Лючия замедляется и оборачивает отрез ткани, ранее спускавшийся по ее бедрам, вокруг своей руки, а затем соединяет ее с моей.
— Я могу тебе помочь. — Я подозреваю, что эти слова адресованы только мне, поскольку Фенни не оглядывается.
— Спасибо. — Я сосредоточенно отвечаю.
— Не за что. — Она улыбается, и мы плывем вместе. Это неловко, но немного легче, чем пытаться сделать это в одиночку.
Я продолжаю смотреть на Лючию, а мои мысли возвращаются к ночи нападения рейфа.
— Как получилось, что это прикосновение оказалось в порядке вещей?

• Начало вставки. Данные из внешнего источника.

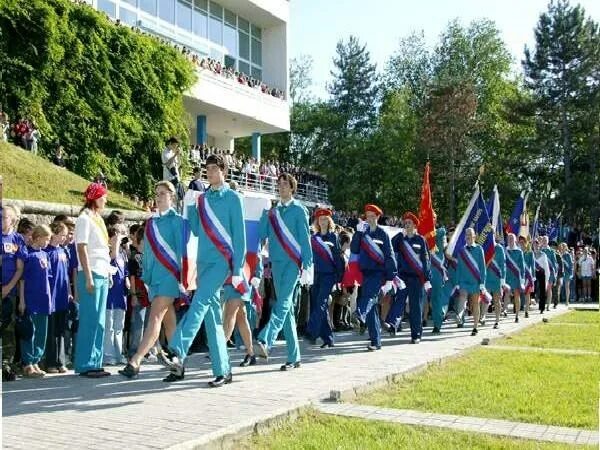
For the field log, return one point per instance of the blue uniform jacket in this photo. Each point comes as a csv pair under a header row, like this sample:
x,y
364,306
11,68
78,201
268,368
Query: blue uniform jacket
x,y
418,244
295,217
365,262
227,206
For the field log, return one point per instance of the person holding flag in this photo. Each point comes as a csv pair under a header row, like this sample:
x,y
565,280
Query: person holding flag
x,y
329,269
217,219
415,272
495,279
372,247
286,228
471,276
515,271
162,262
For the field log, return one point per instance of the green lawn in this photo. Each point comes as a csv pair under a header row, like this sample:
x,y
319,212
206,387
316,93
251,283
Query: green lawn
x,y
570,336
532,387
29,177
323,432
578,317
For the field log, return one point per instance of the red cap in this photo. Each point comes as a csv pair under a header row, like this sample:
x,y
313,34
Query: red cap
x,y
411,216
323,212
374,209
94,191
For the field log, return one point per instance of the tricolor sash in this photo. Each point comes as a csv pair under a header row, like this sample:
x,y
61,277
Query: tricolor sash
x,y
372,249
163,252
285,237
512,265
439,266
320,247
219,236
413,260
495,268
471,264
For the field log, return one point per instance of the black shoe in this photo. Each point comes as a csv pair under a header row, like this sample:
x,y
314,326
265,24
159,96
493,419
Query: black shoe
x,y
177,372
288,366
249,360
130,371
221,380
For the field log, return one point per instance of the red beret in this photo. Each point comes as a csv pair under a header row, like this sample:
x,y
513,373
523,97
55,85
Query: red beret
x,y
374,209
323,212
411,216
94,191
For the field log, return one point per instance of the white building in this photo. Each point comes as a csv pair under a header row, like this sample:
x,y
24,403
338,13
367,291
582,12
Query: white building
x,y
249,36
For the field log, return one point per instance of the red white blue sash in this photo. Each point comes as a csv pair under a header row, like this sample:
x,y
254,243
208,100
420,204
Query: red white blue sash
x,y
411,257
495,268
512,265
439,266
285,237
322,249
372,249
161,249
219,236
471,264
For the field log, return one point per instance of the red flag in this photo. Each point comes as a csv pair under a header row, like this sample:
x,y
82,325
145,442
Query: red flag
x,y
426,226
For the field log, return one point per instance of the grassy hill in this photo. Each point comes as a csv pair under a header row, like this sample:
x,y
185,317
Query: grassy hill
x,y
29,177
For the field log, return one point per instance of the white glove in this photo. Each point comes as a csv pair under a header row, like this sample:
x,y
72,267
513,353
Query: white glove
x,y
307,277
387,287
236,281
362,226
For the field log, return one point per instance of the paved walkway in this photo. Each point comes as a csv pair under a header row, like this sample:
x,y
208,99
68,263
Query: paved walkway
x,y
70,411
464,423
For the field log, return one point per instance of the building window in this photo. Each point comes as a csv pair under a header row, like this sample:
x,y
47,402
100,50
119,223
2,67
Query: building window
x,y
184,15
127,16
149,6
108,7
166,10
200,23
256,52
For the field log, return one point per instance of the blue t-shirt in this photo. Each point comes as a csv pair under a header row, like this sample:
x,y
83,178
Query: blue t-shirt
x,y
59,283
36,276
117,298
13,248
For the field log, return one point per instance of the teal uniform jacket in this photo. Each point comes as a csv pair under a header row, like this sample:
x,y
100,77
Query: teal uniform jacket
x,y
516,280
552,263
159,280
493,280
227,207
467,280
295,216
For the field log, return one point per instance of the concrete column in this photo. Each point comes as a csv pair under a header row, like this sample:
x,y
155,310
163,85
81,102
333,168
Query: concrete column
x,y
256,147
201,136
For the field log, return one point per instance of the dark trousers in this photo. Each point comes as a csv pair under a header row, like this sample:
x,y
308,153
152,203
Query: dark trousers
x,y
55,340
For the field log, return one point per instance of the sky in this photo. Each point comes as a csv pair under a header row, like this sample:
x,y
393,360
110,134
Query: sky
x,y
317,25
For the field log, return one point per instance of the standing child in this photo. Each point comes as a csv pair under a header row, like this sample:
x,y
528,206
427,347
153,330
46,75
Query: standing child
x,y
36,301
116,305
60,288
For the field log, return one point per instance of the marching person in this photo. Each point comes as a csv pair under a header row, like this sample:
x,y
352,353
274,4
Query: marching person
x,y
471,279
286,228
495,279
162,262
378,266
218,221
329,268
515,272
415,272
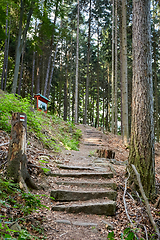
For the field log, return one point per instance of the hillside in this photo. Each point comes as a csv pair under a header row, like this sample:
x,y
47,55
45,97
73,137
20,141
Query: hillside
x,y
51,146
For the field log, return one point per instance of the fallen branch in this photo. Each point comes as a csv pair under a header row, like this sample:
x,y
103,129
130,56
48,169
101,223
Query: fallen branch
x,y
124,200
3,164
157,203
146,201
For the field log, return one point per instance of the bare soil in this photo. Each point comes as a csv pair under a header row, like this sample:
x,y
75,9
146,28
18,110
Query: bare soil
x,y
62,225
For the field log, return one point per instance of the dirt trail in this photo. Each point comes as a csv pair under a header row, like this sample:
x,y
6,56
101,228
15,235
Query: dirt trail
x,y
81,226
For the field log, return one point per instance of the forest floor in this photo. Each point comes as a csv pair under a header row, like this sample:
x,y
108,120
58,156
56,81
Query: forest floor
x,y
49,224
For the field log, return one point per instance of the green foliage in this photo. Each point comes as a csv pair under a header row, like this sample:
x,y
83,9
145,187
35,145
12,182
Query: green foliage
x,y
52,131
25,203
128,234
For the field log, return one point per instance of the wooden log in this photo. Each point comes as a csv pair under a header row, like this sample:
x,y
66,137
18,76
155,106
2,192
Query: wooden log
x,y
17,160
103,153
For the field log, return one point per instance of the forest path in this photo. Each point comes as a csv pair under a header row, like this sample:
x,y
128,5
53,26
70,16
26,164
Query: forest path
x,y
84,190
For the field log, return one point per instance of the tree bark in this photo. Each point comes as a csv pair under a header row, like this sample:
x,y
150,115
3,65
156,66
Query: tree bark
x,y
20,43
5,52
88,58
113,82
77,59
98,68
51,48
17,160
124,87
116,68
142,132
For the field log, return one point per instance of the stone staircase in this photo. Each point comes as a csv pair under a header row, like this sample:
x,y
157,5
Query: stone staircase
x,y
82,188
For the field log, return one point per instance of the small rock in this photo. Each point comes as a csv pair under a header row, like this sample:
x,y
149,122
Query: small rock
x,y
16,227
109,226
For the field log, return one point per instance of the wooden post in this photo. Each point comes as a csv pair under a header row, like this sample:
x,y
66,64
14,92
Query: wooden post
x,y
17,160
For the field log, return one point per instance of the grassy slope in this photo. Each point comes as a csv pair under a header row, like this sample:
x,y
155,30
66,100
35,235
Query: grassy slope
x,y
54,134
52,131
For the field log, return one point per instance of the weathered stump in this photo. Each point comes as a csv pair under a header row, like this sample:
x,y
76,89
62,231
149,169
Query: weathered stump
x,y
103,153
17,160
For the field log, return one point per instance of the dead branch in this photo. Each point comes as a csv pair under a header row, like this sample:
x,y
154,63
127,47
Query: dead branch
x,y
124,200
146,201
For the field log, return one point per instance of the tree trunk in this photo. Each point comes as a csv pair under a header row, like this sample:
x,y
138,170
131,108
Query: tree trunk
x,y
50,54
113,82
124,87
33,68
155,60
88,58
142,132
52,70
20,43
6,70
21,72
116,107
5,52
98,68
77,59
17,160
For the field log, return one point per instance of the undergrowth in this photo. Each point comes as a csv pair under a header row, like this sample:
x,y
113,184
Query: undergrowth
x,y
16,206
51,130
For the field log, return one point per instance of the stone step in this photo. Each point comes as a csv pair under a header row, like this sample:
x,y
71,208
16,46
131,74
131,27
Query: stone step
x,y
95,175
77,223
107,208
79,195
74,167
92,184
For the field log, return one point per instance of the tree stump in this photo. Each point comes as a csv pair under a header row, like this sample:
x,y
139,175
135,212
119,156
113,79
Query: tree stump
x,y
17,160
103,153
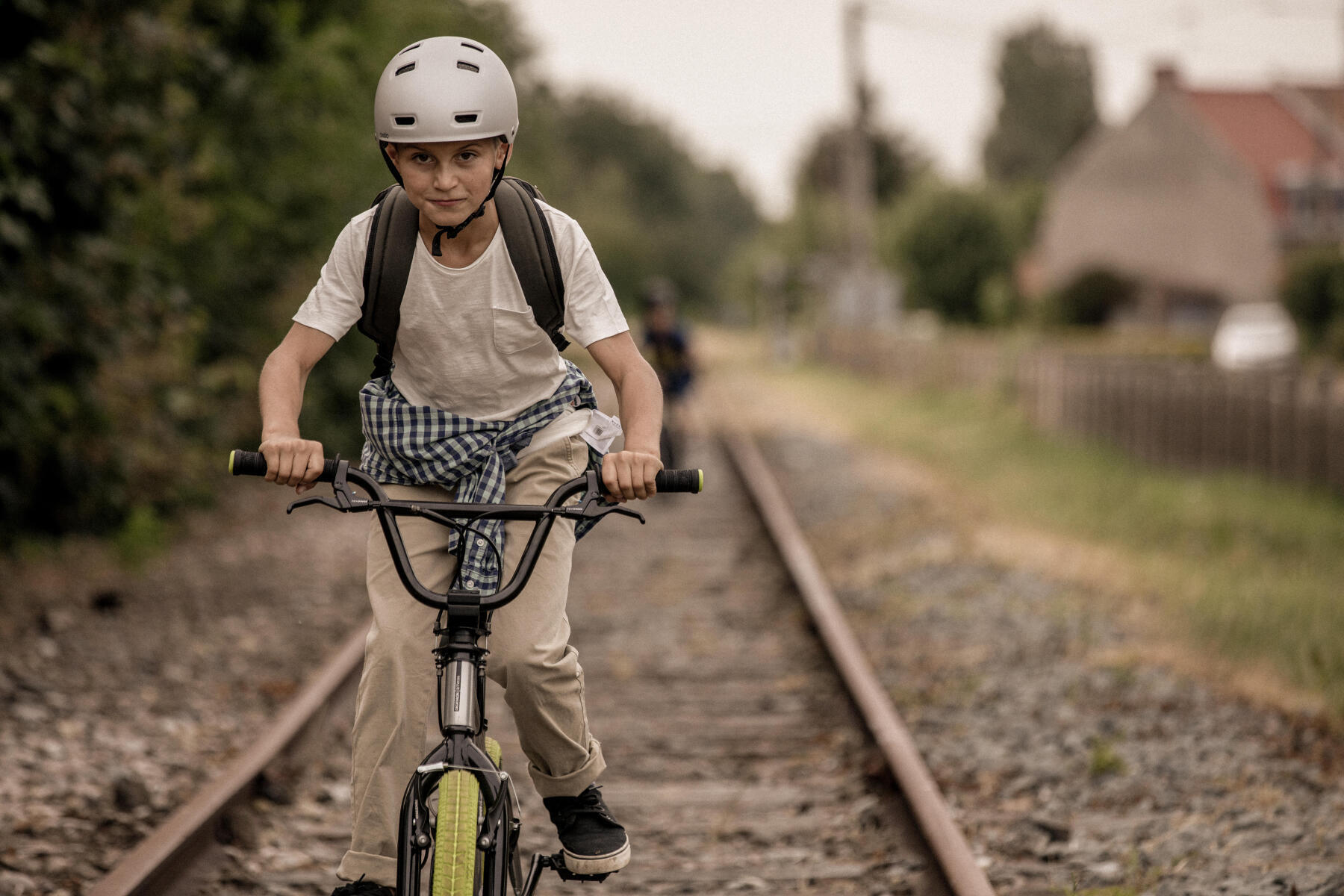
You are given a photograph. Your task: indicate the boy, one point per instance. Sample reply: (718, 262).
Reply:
(468, 354)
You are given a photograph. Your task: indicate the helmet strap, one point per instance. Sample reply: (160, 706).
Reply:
(457, 228)
(382, 151)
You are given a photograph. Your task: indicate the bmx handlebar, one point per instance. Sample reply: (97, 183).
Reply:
(450, 514)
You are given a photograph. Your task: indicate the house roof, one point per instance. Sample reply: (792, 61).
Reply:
(1280, 134)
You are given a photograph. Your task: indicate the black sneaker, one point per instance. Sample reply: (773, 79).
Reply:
(594, 841)
(363, 889)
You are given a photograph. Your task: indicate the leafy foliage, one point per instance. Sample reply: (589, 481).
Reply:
(643, 200)
(1048, 104)
(949, 243)
(1313, 293)
(1092, 297)
(172, 178)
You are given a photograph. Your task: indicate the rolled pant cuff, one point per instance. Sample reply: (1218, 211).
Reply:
(573, 783)
(379, 869)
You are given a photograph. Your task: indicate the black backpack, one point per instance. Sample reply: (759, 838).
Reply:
(391, 246)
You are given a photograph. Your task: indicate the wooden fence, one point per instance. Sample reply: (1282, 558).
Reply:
(1171, 411)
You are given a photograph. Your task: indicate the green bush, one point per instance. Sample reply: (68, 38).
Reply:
(1313, 293)
(171, 179)
(1090, 299)
(949, 243)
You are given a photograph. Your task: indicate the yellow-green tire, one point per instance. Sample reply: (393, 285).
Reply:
(455, 835)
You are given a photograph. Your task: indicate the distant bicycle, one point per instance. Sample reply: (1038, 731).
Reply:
(668, 349)
(470, 837)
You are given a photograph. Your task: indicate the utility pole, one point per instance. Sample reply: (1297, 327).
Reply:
(859, 158)
(862, 297)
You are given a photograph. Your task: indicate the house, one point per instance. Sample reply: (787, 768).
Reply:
(1196, 199)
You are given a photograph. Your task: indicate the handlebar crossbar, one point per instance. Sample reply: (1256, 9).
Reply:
(343, 476)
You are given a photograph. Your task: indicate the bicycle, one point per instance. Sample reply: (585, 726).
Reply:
(477, 818)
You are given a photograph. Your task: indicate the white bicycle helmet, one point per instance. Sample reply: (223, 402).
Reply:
(445, 89)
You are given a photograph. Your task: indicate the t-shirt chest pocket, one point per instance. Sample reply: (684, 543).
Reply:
(515, 331)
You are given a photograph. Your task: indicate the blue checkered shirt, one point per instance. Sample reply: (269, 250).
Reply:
(418, 445)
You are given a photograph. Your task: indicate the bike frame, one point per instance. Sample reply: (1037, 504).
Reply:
(460, 662)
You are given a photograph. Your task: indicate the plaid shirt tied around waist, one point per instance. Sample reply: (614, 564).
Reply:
(418, 445)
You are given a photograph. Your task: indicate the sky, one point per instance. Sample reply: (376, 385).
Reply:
(747, 82)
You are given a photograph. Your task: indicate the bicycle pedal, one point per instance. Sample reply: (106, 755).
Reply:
(557, 862)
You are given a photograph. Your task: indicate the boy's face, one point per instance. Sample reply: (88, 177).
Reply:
(447, 181)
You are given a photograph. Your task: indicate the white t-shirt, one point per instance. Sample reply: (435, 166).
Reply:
(468, 341)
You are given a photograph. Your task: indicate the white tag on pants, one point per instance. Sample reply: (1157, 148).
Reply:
(601, 432)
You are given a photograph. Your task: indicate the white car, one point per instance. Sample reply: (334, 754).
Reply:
(1254, 336)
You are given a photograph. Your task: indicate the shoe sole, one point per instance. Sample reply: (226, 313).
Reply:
(598, 864)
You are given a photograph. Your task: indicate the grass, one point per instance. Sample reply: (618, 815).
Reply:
(1248, 568)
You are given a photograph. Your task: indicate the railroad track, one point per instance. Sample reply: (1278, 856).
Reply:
(737, 755)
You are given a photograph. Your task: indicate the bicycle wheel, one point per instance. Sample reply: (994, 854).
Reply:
(455, 835)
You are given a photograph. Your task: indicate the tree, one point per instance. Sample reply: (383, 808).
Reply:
(895, 163)
(949, 245)
(1313, 293)
(1046, 104)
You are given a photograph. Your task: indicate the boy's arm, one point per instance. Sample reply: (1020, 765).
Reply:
(629, 474)
(290, 460)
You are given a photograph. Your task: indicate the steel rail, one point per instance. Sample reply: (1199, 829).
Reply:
(151, 868)
(927, 802)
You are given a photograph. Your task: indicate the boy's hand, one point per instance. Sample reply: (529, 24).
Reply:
(293, 461)
(629, 474)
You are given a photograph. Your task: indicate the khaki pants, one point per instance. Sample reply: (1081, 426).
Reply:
(530, 657)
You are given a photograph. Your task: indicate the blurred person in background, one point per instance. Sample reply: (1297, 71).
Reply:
(668, 348)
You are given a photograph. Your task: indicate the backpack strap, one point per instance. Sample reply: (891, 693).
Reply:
(532, 252)
(388, 265)
(391, 247)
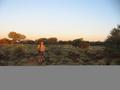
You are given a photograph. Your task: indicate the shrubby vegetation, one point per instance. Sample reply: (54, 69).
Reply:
(77, 52)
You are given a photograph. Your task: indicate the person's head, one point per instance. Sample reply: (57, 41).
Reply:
(41, 43)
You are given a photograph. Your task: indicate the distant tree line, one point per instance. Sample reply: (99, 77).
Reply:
(112, 41)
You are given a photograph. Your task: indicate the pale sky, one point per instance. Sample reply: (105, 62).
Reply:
(64, 19)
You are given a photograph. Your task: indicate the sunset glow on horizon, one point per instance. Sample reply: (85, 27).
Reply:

Она, кажется, удивлена вопросом, а затем в задумчивости поджимает губы. Перемещает хватку.
— Во-первых, это ткань. А во-вторых, это…
— Что? — Я нажимаю.
— Другая.
— Как это?
Лючия бросает на меня взгляд, который, кажется, почти говорит:
— Ты должна знать. — Но эта мысль не проявляется. Вместо этого она заставляет себя улыбнуться. — Это гораздо практичнее. Необходимое. Это не то прикосновение, которое может привязать тебя здесь, в этом царстве. А отсутствие контакта кожи с кожей очень важно.